The recent brouhaha over the Armed Forces of the Philippines’ (AFP) list of former U.P. students accused of joining the New People’s Army (NPA) or were allegedly captured by the military shows the military’s irresponsibility and lack of concern that they could have put the lives of those on the list in danger.
People were surprised – and understandably furious – since some of the individuals in the list are public or government figures; others are private individuals.
True, the military has since then apologized for their gaffe. But for me it’s a little too late. The harm has been done.
It was not a surprise that the list was released after Defense Secretary Delfin Lorenzana abolished the University of the Philippines (UP) and the Department of National Defense (DND) accord prohibiting the presence and operations of the police and the military inside UP’s campuses.
The UP-DND accord, signed in 1989, has several provisions which include the following: A) search and arrest warrants for students, faculty members, and employees shall be given only after notifying the UP administration; B) the arrest and detention of any UP student, faculty, and employee shall be reported immediately by the authorities- in-charge to the UP administration; C) state officials shall not interfere with any peaceful protest being conducted by the UP’s constituents within the premises of the university.

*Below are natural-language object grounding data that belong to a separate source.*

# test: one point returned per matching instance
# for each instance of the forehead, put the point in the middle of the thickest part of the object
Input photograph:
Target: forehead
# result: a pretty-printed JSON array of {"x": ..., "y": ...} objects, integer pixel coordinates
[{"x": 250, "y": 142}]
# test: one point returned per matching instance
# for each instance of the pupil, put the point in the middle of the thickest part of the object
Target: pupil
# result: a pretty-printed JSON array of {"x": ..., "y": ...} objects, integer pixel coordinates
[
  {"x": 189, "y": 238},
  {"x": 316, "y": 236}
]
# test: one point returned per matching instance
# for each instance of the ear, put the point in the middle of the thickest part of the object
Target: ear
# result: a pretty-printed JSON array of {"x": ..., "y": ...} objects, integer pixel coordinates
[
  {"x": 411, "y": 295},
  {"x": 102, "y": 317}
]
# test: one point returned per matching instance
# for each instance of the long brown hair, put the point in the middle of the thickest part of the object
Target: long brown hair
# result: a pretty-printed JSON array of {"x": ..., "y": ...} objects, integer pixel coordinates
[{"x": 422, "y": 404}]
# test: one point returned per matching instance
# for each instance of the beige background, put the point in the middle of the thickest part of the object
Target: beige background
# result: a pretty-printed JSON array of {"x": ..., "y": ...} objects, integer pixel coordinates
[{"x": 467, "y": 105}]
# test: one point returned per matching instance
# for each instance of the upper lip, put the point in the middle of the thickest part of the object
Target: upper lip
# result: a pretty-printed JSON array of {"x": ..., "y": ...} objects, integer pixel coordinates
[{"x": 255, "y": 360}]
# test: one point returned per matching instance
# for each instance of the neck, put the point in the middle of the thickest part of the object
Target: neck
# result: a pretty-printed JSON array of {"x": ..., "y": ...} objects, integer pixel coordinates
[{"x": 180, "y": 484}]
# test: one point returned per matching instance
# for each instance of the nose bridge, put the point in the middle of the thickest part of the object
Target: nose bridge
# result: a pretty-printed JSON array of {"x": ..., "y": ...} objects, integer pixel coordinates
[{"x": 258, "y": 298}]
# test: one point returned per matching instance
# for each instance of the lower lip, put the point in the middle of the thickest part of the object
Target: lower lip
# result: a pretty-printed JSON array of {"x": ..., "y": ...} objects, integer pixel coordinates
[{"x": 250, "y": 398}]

The long and short of it is that the purpose of the accord is to protect the students, faculty and employees of UP from potential military abuses and to protect academic freedom and dissent.

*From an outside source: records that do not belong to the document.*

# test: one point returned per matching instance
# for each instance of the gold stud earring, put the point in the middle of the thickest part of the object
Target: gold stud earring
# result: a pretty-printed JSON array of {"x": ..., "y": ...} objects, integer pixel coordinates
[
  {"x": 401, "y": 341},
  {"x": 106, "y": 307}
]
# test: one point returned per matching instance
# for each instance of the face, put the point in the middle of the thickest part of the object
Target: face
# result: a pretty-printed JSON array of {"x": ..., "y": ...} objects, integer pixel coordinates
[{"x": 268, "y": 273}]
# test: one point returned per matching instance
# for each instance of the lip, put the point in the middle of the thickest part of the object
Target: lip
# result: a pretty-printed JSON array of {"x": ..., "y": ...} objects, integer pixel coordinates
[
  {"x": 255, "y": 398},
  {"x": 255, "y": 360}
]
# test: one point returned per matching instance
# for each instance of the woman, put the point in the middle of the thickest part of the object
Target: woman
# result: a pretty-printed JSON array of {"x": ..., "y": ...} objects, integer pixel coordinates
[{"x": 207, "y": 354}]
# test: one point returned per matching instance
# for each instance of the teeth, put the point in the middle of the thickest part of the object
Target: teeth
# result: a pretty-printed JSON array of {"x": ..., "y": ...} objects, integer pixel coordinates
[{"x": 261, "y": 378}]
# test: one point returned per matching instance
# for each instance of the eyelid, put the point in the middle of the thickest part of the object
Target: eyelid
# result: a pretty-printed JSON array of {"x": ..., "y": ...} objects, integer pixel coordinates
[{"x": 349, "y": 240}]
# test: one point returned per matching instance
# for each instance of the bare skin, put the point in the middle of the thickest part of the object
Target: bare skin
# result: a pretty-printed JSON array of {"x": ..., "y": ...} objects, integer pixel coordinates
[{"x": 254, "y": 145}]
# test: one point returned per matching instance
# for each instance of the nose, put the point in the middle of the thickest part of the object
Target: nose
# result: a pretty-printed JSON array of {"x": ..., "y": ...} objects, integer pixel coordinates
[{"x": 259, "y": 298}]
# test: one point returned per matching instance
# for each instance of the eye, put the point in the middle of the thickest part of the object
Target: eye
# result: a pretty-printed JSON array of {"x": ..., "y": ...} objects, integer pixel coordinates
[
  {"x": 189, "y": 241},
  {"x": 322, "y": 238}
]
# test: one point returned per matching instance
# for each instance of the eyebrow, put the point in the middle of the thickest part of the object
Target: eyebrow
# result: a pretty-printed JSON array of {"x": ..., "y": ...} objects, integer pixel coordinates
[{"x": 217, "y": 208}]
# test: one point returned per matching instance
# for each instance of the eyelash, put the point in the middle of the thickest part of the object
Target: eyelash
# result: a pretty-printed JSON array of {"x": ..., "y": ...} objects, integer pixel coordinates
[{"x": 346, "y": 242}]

The sudden abrogation of the accord could be due to the government’s latest crackdown against dissent, citing unfounded in-campus recruitment of students by the NPA, the National Democratic Front (NDF) and the Communist Party of the Philippines (CPP).

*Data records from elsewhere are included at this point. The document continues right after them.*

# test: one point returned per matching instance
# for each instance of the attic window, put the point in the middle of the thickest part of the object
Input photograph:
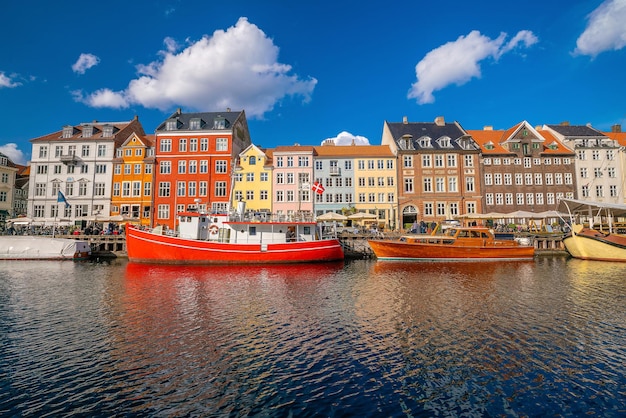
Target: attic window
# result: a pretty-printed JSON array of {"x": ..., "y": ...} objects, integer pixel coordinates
[
  {"x": 195, "y": 124},
  {"x": 87, "y": 131},
  {"x": 107, "y": 131},
  {"x": 68, "y": 131},
  {"x": 219, "y": 123},
  {"x": 425, "y": 142}
]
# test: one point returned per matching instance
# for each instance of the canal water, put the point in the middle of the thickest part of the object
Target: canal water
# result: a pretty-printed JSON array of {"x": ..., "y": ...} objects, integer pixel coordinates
[{"x": 364, "y": 338}]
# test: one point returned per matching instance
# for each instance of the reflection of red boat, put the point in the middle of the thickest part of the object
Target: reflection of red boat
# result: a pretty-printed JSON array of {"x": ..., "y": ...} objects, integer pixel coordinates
[
  {"x": 457, "y": 243},
  {"x": 214, "y": 239},
  {"x": 140, "y": 271}
]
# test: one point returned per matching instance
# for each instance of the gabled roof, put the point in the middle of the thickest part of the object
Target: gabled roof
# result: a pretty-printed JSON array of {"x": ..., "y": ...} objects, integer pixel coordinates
[
  {"x": 120, "y": 132},
  {"x": 294, "y": 149},
  {"x": 206, "y": 120},
  {"x": 620, "y": 137},
  {"x": 577, "y": 131},
  {"x": 353, "y": 151},
  {"x": 492, "y": 142}
]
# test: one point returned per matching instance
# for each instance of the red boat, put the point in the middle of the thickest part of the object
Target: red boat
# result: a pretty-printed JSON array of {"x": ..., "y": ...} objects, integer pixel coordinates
[
  {"x": 455, "y": 244},
  {"x": 215, "y": 239}
]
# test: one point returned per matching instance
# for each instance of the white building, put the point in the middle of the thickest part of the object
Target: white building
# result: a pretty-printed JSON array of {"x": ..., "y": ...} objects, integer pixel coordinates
[
  {"x": 77, "y": 161},
  {"x": 598, "y": 170}
]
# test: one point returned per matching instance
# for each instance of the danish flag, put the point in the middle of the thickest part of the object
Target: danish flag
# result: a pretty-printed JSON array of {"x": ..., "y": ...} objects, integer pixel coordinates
[{"x": 317, "y": 187}]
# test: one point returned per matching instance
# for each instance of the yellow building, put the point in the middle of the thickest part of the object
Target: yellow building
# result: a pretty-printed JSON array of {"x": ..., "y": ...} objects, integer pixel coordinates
[
  {"x": 253, "y": 179},
  {"x": 133, "y": 176}
]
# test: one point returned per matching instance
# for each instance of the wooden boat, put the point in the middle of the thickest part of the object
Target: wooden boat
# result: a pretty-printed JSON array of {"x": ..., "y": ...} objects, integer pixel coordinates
[
  {"x": 34, "y": 247},
  {"x": 221, "y": 239},
  {"x": 594, "y": 233},
  {"x": 454, "y": 244}
]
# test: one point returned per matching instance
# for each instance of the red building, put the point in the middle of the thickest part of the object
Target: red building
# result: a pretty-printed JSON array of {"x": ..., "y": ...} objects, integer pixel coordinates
[{"x": 195, "y": 154}]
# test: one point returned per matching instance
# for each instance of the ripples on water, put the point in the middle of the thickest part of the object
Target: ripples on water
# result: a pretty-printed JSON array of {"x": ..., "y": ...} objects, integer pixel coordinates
[{"x": 362, "y": 339}]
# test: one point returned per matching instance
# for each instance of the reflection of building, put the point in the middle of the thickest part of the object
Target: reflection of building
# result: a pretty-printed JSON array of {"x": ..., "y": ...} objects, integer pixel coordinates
[
  {"x": 253, "y": 179},
  {"x": 438, "y": 169},
  {"x": 524, "y": 168},
  {"x": 133, "y": 174},
  {"x": 195, "y": 153},
  {"x": 77, "y": 161}
]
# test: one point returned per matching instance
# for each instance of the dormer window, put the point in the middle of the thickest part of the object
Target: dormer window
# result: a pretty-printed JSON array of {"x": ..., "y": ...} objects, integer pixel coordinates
[
  {"x": 68, "y": 131},
  {"x": 444, "y": 142},
  {"x": 87, "y": 131},
  {"x": 171, "y": 125},
  {"x": 195, "y": 124}
]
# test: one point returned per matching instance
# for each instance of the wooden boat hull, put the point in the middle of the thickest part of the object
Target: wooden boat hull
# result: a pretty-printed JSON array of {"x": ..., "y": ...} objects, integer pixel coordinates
[
  {"x": 146, "y": 247},
  {"x": 399, "y": 250},
  {"x": 588, "y": 244}
]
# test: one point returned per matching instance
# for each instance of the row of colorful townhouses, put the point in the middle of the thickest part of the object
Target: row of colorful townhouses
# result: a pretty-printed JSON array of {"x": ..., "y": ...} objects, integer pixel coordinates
[{"x": 207, "y": 162}]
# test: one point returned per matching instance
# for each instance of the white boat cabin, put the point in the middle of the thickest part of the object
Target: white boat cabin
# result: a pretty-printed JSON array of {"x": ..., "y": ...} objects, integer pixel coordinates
[{"x": 221, "y": 228}]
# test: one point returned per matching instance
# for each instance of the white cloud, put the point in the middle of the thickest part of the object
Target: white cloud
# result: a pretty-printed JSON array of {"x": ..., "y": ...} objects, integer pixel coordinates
[
  {"x": 606, "y": 29},
  {"x": 236, "y": 69},
  {"x": 14, "y": 153},
  {"x": 458, "y": 62},
  {"x": 6, "y": 81},
  {"x": 102, "y": 98},
  {"x": 346, "y": 138},
  {"x": 85, "y": 62}
]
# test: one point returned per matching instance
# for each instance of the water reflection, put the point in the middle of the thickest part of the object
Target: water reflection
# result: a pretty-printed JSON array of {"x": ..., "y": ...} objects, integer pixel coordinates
[{"x": 544, "y": 337}]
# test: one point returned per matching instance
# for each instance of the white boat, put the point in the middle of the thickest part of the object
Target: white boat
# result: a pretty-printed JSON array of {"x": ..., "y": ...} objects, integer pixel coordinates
[
  {"x": 595, "y": 234},
  {"x": 29, "y": 247}
]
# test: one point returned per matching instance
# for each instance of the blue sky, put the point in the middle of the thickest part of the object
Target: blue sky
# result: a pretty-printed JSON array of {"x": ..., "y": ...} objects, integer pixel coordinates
[{"x": 308, "y": 71}]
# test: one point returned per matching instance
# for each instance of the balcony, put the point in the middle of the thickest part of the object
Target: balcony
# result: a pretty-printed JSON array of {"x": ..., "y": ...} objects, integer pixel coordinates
[
  {"x": 335, "y": 171},
  {"x": 69, "y": 159}
]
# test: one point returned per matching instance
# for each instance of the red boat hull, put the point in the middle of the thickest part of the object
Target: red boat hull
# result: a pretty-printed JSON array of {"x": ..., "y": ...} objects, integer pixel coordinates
[{"x": 146, "y": 247}]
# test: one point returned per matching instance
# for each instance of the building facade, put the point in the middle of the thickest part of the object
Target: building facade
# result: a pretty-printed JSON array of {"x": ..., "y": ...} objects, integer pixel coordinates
[
  {"x": 524, "y": 169},
  {"x": 78, "y": 162},
  {"x": 598, "y": 170},
  {"x": 293, "y": 174},
  {"x": 133, "y": 177},
  {"x": 253, "y": 179},
  {"x": 8, "y": 176},
  {"x": 438, "y": 170},
  {"x": 195, "y": 157}
]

Lorenzana’s justification is that the agreement is “a hindrance in providing effective security, safety, and welfare of the students, faculty, and employees of UP.”
Security from whom?
The government has accused UP for being a haven for communist recruitment. I find the accusation to be misplaced. Such an accusation is based on a myopic view on what a university should be.
As an educational institution, UP thrives because it respects the academic freedom of everyone. Academic freedom is fundamental not only to education but to the country being a democratic society. Without academic freedom, there’s no real education.
Wikipedia defines academic freedom as the freedom of the scholars to teach or communicate ideas or facts – including those that are inconvenient to external political groups or to authorities – without being targeted for repression, job loss or imprisonment.
The Academics for Academic Freedom of the United Kingdom believes in the principle that academics have unrestricted liberty to question and test received wisdom and to put forward controversial and unpopular opinions, whether or not these are deemed offensive or not.
When students, therefore, discuss in class, in whatever shape or form, controversial issues in society like government corruption or poverty or the adverse effects of red-tagging, it is not an invitation to rebel against the government. It is not indoctrination, it is education. It’s part of academic freedom.
Dr. Bob Suzuki, former president of California State Polytechnic University, visualizes education as helping students “analyze critically and make intelligent decisions about real life problems and issues through the process of dialogical inquiry. Finally, it should help them conceptualize a vision of a better society and acquire the necessary knowledge, understanding, and skills to enable them to move the society toward greater equality and freedom, the eradication of degrading poverty and dehumanizing dependency, and the development of meaningful identity for all people.”
The purpose of education then is not solely to develop the intellect. The purpose of education is not only to promote a literate society but to promote a fair and just society as well.
A true educator knows that educating for academic skills alone, though important, is not sufficient to prepare students to be socially responsible. Students should also be taught how to analyze and think critically so that they are able to fully understand the forces that shape society and what awaits them when they graduate.
Something is wrong when a student, according to Martin Luther King Jr, graduates “with reason, but with no morals,” and, if I may add, with no understanding how one can positively contribute to the betterment of society. Thus, the worst thing that UP or any other university can do to its students is to insulate them from societal problems and challenges.
What the students want to do with the accumulated knowledge that they have gained is their own decision to make. No one can do it for them – not their professors, not their parents, not even CPP founder Joma. Sison. So, don’t blame UP if some of its students and alumni/ae freely join the NPA-NDF-CPP out of their conviction even if we may not agree with their decision.
Blame, instead, extreme poverty. Blame unabated government corruption. Blame the military repression of dissent. Blame the extrajudicial killings of activists and suspected drug addicts. Blame the lack of justice.